Algebarically solving $-2x^2 =\ln(x)$

Question

Is it possible to solve $-2x^2 = \ln(x)$ without using a calculator?

Answer 1

As mentioned in the comments, there is no way in terms of "elementary functions" to express the result. Therefore, it would be difficult to obtain even a "good" approximation without the use of a calculator/computer.

There is a "special function," however, called the Lambert W Function, "W," that is defined by the equation

$$z=W(z)e^{W(z)}$$

Therefore, we can write $-2x^2=\log x$ as $x=e^{-2x^2}$ and proceed as

$$\begin{align} e^{-2x^2}&=x \\\\ \left(e^{-2x^2}\right)^2&=x^2 \\\\ 4e^{-4x^2}&=4x^2\\\\ 4&=4x^2e^{4x^2} \\\\ x&= \frac12\,\sqrt{W(4)} \end{align}$$

Thus, we have

$$\bbox[5px,border:2px solid #C0A000]{x=\frac12 \sqrt{W(4)}}$$

We have as a numerical approximation for $x$

$$\bbox[5px,border:2px solid #C0A000]{x \approx 0.548217079752006}$$

Answer 2

You can solve it without a calculator, but not algebraically. The World's greatest mathematicians like Gauss, Euler, Jacobi, Riemann etc. had to do without calculators. How would they have done it without wasting time with doing lengthy calculations by hand? They could have transformed the equation into one which involves analytic functions of first order. If you put $x = \sqrt{t}$, you get:

$$\log(t) = -4 t$$

If we exponentiate both sides, we get:

$$\exp(-4t) - t = 0$$

A simple inspection leads to the conclusion that there is only one real zero at approximately $t\approx 0.3$ which we can improve on e.g. using Newton's method. But as we want to do this without a calculator and without doing lengthy calculations by hand, we won't pursue this route.

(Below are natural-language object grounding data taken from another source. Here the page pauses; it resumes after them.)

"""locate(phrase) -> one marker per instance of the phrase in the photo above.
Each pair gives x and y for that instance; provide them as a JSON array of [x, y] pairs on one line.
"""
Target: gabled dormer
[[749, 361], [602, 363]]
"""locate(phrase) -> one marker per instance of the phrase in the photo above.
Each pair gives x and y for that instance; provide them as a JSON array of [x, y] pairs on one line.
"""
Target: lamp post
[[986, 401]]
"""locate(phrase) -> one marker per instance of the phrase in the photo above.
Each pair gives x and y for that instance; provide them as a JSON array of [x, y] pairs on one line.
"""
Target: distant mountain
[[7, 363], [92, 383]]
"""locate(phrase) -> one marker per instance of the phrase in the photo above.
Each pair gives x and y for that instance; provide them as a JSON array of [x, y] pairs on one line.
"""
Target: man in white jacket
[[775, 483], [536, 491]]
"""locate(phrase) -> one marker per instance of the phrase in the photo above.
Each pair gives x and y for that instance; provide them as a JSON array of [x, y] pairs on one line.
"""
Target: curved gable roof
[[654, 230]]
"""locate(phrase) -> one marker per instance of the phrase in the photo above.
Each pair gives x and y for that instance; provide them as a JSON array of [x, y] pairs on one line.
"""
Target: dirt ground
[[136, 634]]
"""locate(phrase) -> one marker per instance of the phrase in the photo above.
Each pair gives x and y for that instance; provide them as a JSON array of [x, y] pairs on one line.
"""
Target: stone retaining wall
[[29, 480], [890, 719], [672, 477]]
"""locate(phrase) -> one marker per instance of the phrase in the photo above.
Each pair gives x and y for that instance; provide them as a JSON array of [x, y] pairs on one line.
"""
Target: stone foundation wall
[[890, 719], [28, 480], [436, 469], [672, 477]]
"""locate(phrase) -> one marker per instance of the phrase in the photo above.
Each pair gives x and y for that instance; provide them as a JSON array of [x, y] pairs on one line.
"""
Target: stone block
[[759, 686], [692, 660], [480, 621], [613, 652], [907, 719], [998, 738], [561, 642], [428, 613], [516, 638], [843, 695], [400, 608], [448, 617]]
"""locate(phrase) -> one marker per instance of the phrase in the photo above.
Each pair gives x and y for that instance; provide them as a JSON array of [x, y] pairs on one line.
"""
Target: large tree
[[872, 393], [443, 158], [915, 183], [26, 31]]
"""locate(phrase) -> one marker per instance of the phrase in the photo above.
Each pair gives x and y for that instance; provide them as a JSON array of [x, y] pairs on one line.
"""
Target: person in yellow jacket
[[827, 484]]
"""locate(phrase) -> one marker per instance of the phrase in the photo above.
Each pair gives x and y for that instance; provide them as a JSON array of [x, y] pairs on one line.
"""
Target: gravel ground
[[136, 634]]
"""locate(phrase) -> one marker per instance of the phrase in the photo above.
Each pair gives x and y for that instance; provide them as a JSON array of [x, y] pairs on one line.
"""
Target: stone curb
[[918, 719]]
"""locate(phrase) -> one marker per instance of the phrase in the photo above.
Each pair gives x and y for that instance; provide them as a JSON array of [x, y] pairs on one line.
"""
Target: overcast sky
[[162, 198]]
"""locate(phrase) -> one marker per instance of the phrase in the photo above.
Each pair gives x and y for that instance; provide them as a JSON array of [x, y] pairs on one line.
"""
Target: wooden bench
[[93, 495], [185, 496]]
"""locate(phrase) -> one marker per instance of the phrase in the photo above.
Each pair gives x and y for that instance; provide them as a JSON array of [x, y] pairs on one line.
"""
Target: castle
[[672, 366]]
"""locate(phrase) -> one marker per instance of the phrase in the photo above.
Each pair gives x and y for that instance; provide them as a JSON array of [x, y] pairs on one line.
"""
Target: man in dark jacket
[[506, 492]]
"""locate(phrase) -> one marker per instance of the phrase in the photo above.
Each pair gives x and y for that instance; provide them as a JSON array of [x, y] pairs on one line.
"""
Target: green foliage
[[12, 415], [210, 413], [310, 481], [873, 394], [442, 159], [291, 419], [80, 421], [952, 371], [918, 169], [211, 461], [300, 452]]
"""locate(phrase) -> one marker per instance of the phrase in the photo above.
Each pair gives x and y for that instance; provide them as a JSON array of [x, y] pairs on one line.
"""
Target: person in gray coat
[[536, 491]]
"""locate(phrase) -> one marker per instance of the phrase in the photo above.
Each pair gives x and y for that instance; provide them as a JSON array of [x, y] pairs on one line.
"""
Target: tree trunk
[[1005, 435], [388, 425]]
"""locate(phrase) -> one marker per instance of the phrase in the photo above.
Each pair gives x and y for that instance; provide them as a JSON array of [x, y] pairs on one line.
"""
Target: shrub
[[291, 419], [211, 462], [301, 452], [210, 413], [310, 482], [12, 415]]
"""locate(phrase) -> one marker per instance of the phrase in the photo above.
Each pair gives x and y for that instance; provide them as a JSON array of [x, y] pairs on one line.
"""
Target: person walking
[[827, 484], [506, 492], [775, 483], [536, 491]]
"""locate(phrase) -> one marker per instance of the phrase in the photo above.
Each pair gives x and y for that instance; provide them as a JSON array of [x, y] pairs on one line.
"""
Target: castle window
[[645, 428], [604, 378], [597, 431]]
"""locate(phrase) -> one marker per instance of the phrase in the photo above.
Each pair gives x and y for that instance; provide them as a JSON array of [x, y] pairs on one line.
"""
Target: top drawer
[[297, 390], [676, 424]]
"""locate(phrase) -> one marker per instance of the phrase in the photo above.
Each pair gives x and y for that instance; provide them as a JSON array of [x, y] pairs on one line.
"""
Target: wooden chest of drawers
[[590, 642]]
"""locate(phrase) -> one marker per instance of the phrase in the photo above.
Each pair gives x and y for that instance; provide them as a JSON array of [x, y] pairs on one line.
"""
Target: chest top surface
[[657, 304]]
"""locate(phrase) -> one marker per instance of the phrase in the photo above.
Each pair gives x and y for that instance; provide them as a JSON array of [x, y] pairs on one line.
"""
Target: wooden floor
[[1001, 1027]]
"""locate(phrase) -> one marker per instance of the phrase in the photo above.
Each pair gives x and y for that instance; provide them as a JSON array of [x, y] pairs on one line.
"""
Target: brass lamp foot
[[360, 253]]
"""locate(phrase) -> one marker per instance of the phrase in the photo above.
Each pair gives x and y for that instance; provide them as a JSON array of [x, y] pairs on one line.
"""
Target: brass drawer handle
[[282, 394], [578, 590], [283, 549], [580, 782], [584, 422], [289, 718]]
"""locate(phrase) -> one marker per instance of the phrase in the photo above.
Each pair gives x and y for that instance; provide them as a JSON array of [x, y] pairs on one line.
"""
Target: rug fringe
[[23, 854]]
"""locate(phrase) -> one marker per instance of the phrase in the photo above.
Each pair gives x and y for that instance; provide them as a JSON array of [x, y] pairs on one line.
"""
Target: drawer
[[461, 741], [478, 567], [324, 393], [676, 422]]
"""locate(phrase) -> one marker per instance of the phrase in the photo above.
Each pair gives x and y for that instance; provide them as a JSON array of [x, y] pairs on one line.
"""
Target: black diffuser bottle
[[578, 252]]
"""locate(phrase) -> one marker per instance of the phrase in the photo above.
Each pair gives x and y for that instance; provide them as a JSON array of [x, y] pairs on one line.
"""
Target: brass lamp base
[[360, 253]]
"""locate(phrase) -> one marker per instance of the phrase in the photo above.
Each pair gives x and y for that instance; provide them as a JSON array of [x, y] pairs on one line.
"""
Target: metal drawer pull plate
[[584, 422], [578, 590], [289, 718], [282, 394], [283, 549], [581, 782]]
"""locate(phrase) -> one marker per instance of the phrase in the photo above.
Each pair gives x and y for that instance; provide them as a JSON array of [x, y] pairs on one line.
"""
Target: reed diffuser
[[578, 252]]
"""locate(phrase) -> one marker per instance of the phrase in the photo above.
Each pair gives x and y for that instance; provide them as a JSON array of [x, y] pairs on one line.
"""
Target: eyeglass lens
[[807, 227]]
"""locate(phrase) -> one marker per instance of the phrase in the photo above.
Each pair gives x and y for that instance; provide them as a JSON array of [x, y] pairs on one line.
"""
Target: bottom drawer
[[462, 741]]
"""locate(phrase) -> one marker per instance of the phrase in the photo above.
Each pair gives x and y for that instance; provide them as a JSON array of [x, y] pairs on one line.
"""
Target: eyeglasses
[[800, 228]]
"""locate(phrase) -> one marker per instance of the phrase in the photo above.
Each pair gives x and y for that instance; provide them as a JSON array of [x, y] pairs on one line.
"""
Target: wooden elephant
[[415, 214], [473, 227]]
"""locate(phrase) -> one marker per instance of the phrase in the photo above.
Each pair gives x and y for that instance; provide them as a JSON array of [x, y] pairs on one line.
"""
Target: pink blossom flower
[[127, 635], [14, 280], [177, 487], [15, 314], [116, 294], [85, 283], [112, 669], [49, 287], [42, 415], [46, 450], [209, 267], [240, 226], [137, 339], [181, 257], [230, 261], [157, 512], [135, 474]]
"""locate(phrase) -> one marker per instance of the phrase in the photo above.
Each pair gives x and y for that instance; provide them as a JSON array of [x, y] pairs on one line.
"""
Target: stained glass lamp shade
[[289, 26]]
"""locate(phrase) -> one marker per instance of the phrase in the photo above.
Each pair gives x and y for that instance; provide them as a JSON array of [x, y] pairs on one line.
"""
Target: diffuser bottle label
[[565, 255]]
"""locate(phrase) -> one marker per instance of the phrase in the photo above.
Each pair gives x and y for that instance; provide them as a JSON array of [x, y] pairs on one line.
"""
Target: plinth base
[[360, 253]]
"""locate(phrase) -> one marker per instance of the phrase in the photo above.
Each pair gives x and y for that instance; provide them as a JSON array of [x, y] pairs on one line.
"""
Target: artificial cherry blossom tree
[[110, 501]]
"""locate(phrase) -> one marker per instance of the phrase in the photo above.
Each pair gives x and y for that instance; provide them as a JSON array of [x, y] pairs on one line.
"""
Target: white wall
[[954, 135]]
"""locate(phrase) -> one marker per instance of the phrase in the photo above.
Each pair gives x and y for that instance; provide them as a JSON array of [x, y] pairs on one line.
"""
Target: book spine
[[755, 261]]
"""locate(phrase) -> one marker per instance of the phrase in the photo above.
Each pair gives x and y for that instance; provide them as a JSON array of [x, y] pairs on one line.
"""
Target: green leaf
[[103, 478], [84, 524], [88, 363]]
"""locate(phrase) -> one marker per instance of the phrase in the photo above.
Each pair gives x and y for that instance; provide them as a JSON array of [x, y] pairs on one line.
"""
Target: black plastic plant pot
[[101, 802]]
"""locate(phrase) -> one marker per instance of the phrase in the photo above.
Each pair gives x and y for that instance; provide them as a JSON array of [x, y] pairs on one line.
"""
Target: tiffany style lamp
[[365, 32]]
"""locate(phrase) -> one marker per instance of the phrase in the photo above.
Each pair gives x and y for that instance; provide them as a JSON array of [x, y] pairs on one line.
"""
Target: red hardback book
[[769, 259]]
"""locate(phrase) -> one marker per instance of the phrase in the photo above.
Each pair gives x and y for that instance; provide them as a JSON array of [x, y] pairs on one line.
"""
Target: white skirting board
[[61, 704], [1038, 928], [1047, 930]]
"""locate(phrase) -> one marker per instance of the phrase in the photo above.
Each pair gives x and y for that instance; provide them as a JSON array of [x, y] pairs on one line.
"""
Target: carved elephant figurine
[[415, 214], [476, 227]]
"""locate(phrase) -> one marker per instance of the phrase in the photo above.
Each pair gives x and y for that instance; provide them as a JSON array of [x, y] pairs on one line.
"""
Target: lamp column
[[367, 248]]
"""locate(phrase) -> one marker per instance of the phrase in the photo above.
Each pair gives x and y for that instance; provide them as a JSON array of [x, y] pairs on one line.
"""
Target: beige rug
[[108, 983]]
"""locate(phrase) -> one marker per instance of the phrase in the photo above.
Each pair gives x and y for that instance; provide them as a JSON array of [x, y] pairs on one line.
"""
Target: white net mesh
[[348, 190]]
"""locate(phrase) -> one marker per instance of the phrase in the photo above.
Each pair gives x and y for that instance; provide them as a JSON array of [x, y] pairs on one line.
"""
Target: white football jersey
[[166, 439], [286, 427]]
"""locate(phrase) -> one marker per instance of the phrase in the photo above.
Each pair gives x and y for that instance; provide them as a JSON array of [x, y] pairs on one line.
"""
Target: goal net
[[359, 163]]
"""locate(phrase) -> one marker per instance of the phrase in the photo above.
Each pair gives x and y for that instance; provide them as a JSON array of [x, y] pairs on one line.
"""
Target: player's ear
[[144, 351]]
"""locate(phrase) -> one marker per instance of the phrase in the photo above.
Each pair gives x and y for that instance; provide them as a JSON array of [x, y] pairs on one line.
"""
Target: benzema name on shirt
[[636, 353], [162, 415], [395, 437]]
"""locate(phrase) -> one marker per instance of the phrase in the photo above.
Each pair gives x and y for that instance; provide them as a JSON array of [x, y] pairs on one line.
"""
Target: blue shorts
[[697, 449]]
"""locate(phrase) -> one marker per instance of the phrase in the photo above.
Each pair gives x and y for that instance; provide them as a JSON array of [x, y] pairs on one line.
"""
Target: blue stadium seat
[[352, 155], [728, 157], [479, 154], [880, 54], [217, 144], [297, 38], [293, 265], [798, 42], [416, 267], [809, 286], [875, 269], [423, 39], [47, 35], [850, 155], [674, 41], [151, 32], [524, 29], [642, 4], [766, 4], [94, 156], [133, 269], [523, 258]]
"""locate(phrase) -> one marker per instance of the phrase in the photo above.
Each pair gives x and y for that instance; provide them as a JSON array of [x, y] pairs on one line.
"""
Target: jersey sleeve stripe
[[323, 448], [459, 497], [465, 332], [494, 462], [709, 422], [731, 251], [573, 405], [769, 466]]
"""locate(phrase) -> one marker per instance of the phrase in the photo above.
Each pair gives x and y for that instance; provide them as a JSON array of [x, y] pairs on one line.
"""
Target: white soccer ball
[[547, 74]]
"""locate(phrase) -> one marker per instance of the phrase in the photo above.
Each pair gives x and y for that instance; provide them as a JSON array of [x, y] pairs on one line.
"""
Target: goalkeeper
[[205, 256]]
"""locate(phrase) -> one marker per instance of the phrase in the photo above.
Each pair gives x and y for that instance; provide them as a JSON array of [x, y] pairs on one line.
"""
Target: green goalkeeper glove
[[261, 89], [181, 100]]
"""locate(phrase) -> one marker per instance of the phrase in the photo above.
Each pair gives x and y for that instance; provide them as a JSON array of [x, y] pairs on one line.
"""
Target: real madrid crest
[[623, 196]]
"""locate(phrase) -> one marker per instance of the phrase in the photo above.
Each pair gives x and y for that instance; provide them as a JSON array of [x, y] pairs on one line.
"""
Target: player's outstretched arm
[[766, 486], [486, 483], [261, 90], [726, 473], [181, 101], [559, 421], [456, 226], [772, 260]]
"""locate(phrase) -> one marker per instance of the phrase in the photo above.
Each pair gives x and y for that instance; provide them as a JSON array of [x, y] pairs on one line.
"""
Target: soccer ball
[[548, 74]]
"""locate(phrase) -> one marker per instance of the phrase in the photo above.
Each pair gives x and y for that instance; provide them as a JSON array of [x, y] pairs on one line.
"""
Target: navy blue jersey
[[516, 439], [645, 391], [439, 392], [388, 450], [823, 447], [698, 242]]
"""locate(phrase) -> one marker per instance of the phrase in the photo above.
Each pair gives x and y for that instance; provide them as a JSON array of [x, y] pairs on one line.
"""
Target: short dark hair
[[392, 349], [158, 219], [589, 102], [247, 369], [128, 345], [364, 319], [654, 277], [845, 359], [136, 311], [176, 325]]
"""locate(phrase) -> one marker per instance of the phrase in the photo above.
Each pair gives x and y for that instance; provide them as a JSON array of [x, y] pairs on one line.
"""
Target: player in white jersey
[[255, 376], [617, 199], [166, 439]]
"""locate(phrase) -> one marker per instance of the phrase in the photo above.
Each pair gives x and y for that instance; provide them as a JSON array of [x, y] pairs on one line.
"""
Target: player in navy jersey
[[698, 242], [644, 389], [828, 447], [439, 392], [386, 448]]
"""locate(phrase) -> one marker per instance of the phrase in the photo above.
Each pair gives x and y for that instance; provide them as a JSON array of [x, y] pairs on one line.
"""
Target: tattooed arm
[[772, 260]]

Instead, let's put $f(t) = \exp(-4t) - t$, and consider all the zeroes $\alpha_n$ of this function in the complex plane. Consider the contour integral:

$$\oint_{C(R)}\frac{1}{z^n}\frac{f'(z)}{f(z)}dz$$

where $C(R)$ is a counterclockwise contour with radius R and has as its center the origin. Then this integral tends to zero for $R\rightarrow\infty$, which means that the sum of all the residues of the integrand equals zero. From this we can conclude that:

$$\sum_{k}\frac{1}{\alpha_k^n}=-n c_n$$

where $c_n$ is the coefficient of $z^n$ in the series expansion of $\log[f(z)]$. This summation will be dominated by the real zero, which lies quite close to the origin. We can easily expand $f(t)$ in series:

$$f(t) = 1 - 5 t + 8 t^2 - \frac{32}{3}t^3 + \mathcal{O}\left(t^4\right)$$

The logarithm of this is easily calculated by hand:

$$\log[f(t)]=- 5 t - \frac{9}{2} t^2 - 9t^3+\mathcal{O}\left(t^4\right)$$

We thus have:

$$\sum_n\frac{1}{\alpha_n^2} = 9$$

and:

$$\sum_n\frac{1}{\alpha_n^3} = 27$$

If we approximate these summations by pretending that only the real term contributes to them, then we find that the zero is at approximately $1/3$. which is quite a good approximation. But we can do much better by considering the asymptotic behavior of the zeroes with large modulus and subtracting the contribution they approximately make to the summation.

So, clearly it is possible to get to quite accurate approximations without using a calculator or doing tedious computations by hand.